Razzik Azziz looked out over the smoke and flames peppering the heart of the city. Only one scimitar waved amid the boiling smoke. Oddly, it had grown quiescent, as if the wielder was unwilling to carry on mortal combat with his unarmed opponent.
"I say we immediately release all hostages and surrender unconditionally," Azziz said.
"If you do that," put in the education minister, "the Americans will insist upon war-crimes tribunals and necks to fill out their cruel nooses."
"Then we will surrender the architect of these crimes, our dead Precious Leader," Azziz said.
"But the Americans will insist upon a live neck. What they call a scrape goat."
"Scapegoat," corrected President Razzik Azziz, who was growing impatient with this too-smart education minister. "Whom should we offer them?"
On the roof of the Palace of Sorrows, the eyes of the Revolting Command Council flicked away from the face of their leader. Guilty looks made their expressions strange.
"Answer me!" demanded President Azziz.
It was, of course, the insolent education minister who offered a trembling opinion.
"It is not whom we will offer them, al-Ze'em," he said tightly. "It is whom they will insist upon hanging. And with our beloved Maddas in the merciful hands of Allah, you, al-Ze'em, are the natural choice."
President Razzik Azziz blinked, a nervous tic crawling along his mustachioed features. It started at his left eye, worked down diagonally, causing his nostrils to flare, and finally sent his mustache jerking like an inchworm on a hot plate.
Now, too late, he understood. It was all very clear to him. The reason no one else had leapt into the president's chair before him was a simple one. It was no longer the seat of power, but a throne of death.
And he had claimed it for his own.
Chapter 5
Harold Smith was surprised to find the Master of Sinanju seated on a tatami mat at the foot of his hospital bed.
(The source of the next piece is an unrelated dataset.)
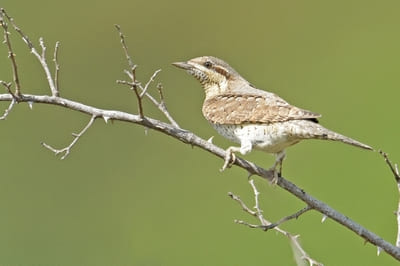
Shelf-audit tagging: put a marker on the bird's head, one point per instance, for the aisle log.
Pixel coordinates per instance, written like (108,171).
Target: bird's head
(214,74)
Chiun wore a bone-white kimono which Smith had personally recovered from a steamer trunk in the Master of Sinanju's nearby home. He sat lotus-style, his back arched, his wizened features screwed up in concentration as he inscribed quick black brushstrokes on a parchment scroll. The overhead lights made hot blobs of light on his bald head. A covered wok simmered at his feet.
"The President has received an urgent communication from Abominadad," Smith began.
Without looking up, Chiun nodded.
"The defense minister of Irait has offered to release all hostages if the U.S. will call off the destructive forces they claim we have unleashed upon their city."
Chiun frowned, adding a brushstroke to the geometrical pattern he had been carefully creating on the parchment.
"The trouble is," Smith went on, "we have unleashed nothing. We believe the Iraitis are referring to Remo and Kimberly Baynes."
"This is not good," Chiun said, his frown making his face shrivel into a mummylike death mask. Leaping flames from a tiny Sterne, fire sent wavering blue shadows across the Master of Sinanju's dry features like the ghostly turning of the pages of history.